Jenazah I Gede Suparta dikemubumikan di Pemakaman UGM Sawitsari, Jogjakarta, setalah dilakukan upacara penghormatan terakhir di Balairung UGM kemarin sore. Putra sulung almarhum, Noval Catra Rahmadian merasakan duka mendalam atas kecelakaan yang menimpa ayahnya.
Di mata dia dan keluarganya, I Gede Suparta merupakan ayah yang hebat. Sikap baik ayahnya, menurun kepada anak-anaknya. Almarhum merupakan sosok disiplin, tegar, dan suka membantu orang lain. Menurutnya, sosok I Gede bukan hanya seorang ayah di keluarganya, tetapi pendidik dan guru di kampusnya.
“Terima kasih telah memberikan penghormatan terakhir bagi bapak saya. Saya mewakili keluarga meminta maaf setulusnya, apabila ada kesalahan maupun kata yang menyinggung dari bapak saya,” ucapan Noval penuh pilu, saat upacara penghormatan terakhir itu.
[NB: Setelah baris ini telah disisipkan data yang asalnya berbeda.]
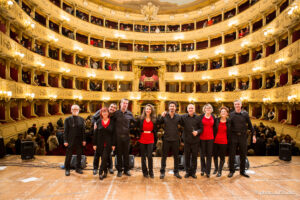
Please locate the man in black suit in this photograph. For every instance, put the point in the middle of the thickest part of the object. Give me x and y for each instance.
(74, 138)
(123, 118)
(240, 122)
(112, 109)
(190, 122)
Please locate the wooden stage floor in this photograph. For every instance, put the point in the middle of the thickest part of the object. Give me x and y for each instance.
(42, 178)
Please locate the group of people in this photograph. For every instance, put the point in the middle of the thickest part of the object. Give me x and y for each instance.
(211, 134)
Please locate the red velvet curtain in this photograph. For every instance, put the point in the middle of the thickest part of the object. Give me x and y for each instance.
(26, 111)
(283, 79)
(14, 73)
(2, 112)
(14, 114)
(40, 110)
(282, 114)
(295, 117)
(2, 70)
(2, 27)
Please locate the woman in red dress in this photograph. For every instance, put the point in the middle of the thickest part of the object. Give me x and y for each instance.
(221, 139)
(207, 132)
(147, 124)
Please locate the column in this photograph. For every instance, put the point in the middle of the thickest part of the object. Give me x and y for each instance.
(7, 70)
(88, 85)
(290, 76)
(20, 74)
(60, 80)
(236, 84)
(223, 85)
(250, 83)
(46, 74)
(263, 81)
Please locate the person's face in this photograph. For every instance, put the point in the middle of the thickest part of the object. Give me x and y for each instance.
(75, 110)
(104, 114)
(172, 107)
(191, 109)
(208, 110)
(223, 113)
(112, 108)
(237, 106)
(148, 110)
(124, 105)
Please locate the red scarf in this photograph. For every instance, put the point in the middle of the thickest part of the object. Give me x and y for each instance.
(105, 125)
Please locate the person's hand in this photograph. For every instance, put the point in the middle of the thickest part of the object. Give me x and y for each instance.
(254, 139)
(195, 133)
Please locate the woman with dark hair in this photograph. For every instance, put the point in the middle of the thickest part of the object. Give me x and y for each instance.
(207, 132)
(104, 140)
(221, 139)
(147, 124)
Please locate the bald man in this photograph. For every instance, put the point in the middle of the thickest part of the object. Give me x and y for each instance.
(74, 138)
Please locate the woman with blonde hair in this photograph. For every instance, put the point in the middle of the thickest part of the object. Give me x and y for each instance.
(221, 139)
(147, 124)
(207, 132)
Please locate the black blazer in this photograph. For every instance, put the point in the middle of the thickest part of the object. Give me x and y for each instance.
(72, 132)
(105, 135)
(228, 125)
(140, 123)
(215, 127)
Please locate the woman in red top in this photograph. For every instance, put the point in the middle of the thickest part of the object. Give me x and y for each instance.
(147, 134)
(221, 140)
(207, 130)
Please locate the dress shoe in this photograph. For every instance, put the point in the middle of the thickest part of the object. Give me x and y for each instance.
(111, 171)
(230, 174)
(119, 174)
(177, 175)
(105, 175)
(95, 171)
(101, 177)
(67, 172)
(79, 171)
(145, 175)
(127, 173)
(244, 174)
(194, 176)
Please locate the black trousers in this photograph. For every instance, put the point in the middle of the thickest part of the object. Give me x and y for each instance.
(191, 152)
(96, 160)
(174, 146)
(123, 153)
(79, 150)
(219, 151)
(206, 152)
(146, 151)
(241, 142)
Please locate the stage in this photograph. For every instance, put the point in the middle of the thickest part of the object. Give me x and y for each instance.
(43, 178)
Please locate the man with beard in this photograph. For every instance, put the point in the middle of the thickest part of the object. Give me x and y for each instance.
(112, 109)
(74, 138)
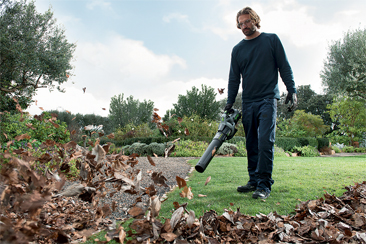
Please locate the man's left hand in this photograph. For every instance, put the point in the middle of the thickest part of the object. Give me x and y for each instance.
(292, 98)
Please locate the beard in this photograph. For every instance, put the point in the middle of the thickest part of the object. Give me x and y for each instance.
(249, 31)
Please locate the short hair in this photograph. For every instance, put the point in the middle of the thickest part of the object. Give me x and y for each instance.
(253, 15)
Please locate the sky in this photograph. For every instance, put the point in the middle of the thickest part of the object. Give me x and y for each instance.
(157, 49)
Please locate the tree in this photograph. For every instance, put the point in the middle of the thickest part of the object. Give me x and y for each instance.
(34, 52)
(237, 104)
(344, 71)
(123, 112)
(309, 101)
(202, 103)
(350, 114)
(301, 124)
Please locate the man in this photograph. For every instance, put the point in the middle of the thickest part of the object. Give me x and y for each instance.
(257, 59)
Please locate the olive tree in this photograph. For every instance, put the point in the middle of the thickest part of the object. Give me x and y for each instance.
(34, 52)
(344, 71)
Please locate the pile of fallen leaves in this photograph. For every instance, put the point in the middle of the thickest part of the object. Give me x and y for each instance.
(34, 208)
(326, 220)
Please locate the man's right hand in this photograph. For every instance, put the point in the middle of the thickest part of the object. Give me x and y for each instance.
(228, 108)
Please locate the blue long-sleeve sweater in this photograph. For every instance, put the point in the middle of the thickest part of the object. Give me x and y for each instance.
(258, 62)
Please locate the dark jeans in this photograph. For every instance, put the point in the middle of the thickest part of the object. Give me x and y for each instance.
(259, 121)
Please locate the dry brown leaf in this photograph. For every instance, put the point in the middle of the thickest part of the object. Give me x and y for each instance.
(150, 160)
(208, 180)
(155, 206)
(186, 131)
(136, 211)
(176, 205)
(110, 136)
(169, 236)
(191, 218)
(181, 182)
(213, 151)
(22, 137)
(121, 235)
(176, 216)
(187, 192)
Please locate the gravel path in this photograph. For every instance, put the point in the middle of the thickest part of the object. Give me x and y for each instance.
(170, 168)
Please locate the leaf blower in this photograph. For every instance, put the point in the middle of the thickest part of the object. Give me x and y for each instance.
(226, 131)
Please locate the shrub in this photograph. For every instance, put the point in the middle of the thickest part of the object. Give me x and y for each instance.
(279, 152)
(226, 149)
(157, 148)
(360, 150)
(306, 151)
(348, 149)
(237, 139)
(336, 149)
(188, 148)
(287, 143)
(322, 142)
(132, 131)
(125, 150)
(138, 148)
(242, 151)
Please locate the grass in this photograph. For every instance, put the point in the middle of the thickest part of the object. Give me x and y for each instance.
(296, 179)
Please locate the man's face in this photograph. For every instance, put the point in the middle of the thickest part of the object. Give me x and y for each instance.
(246, 24)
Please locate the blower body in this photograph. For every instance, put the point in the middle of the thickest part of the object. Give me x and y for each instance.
(225, 131)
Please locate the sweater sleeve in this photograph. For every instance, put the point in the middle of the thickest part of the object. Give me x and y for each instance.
(284, 66)
(234, 79)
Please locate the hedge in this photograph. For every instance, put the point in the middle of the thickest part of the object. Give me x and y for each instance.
(286, 143)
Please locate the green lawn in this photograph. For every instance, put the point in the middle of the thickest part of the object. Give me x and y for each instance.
(296, 179)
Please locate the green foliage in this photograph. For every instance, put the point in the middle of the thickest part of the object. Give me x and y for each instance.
(129, 111)
(132, 131)
(226, 149)
(301, 125)
(336, 149)
(344, 71)
(195, 125)
(157, 148)
(242, 151)
(350, 115)
(34, 52)
(38, 128)
(287, 143)
(237, 104)
(308, 101)
(297, 179)
(279, 152)
(185, 148)
(323, 142)
(138, 148)
(236, 139)
(360, 150)
(125, 150)
(202, 103)
(306, 151)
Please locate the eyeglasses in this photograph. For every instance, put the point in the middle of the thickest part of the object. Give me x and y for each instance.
(245, 23)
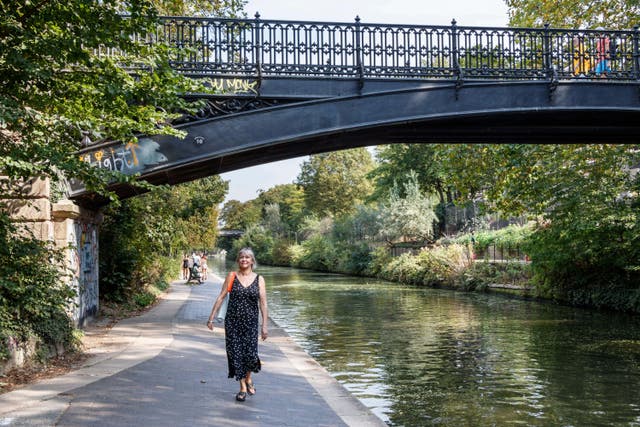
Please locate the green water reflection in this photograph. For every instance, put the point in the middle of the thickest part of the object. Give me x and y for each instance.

Rektor UGM Prof Ir Panut Mulyanto Ph.D mengakui, UGM tengah berduka. Kehilangan seorang guru besar yang belum lama diangkat menjadi dekan Fakultas Peternakan. I Gede, dekan Fakultas Perternakan UGM masa bakti 2021-2026 dan baru dilantik 8 Oktober 2021. “Kami, civitas berduka. Kehilangan putra terbaik UGM,” ungkap Panut.
Dia mengatakan, I Gede dikenal dengan pribadi yang ramah. Memiliki jiwa kepemimpinan yang tinggi dan memiliki track record yang baik, di kancah civitas UGM, nasional maupun internasional. “Beliau ahli di bidang ilmu potong di Indonesia,” ujar Panut.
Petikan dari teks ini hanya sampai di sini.